Conventional methods can be cumbersome, taking up valuable time and resources, and require analysts to specify selected parameters of interest. If the wrong parameters are selected, the most useful candidates may be overlooked. But with machine learning, there is no restriction on the number of—or interrelationships among—parameters the computer can account for, which increases the efficacy of the search while controlling time and effort. Information that might once have been discarded as impractical or irrelevant for expert modeling purposes, such as unstructured data like patient/physician perceptions, can be mined for use in discovery or economic analysis.

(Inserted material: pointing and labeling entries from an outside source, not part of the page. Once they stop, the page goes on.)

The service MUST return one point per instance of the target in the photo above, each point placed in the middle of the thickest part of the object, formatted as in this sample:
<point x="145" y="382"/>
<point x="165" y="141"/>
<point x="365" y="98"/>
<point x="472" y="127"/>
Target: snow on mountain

In the increasingly complex and technical world of litigation, the widespread adoption of machine learning will no doubt prove to be a significant advantage. These new techniques can be harnessed to help attorneys develop better legal strategies, conduct informed fact discovery, provide testifying experts with the most complete set of relevant information, and prepare analyses at a previously unseen level of granularity. ■
Lisa B. Pinheiro, Managing Principal
Jimmy Royer, Principal
Mihran Yenikomshian, Managing Principal
Nick Dadson, Vice President
Paul E. Greenberg, Managing Principal
Adapted from “Machine-Learning Algorithms Can Help Health Care Litigation,” by Lisa B. Pinheiro, Jimmy Royer, Nick Dadson, and Paul E. Greenberg, published on Law360.com, June 8, 2016; and “Practical Uses For Machine Learning In Health Care Cases,” by Mihran Yenikomshian, Lisa B. Pinheiro, Jimmy Royer, and Paul E. Greenberg, published on Law360.com, September 22, 2016.

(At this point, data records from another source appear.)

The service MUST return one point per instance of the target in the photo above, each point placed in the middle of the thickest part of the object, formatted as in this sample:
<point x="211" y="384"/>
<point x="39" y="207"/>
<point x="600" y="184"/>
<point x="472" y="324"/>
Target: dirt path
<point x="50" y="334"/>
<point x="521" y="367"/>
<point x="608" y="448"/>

When to Consider a Machine Learning Approach
There are many potential uses of machine learning algorithms in a litigation context. While they are not the solution to every analytical problem, they are poised to add significant value to the analyses, especially when three conditions are met:
The goal of the analysis is to predict an outcome;
Out-of-sample performance is the desired measure of success; and
A rich dataset is available to take advantage of interactions among many potential predictors with complex interrelationships (e.g., a nonlinear function of many factors for which it is difficult to specify its form in advance).

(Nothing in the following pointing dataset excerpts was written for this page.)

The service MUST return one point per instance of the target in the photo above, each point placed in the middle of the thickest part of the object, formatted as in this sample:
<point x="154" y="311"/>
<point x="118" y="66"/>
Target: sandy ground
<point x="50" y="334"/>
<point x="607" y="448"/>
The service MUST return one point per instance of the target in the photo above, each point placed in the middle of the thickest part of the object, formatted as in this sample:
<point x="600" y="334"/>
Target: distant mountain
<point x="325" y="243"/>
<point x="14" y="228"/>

Of course, as was the case with other new technologies that have been introduced to the courtroom (e.g., fingerprints, DNA evidence), testifying experts’ reliance on machine learning might invite initial skepticism. When using such a methodology, the expert will need to rigorously validate the chosen model and evaluate whether results are meaningful and sufficiently accurate (e.g., a model that accurately predicts an outcome 90 percent of the time but has a high false positive rate might not be appropriate). Testifying experts using machine learning methods will also need to educate and convince the court of the validity of these less familiar models.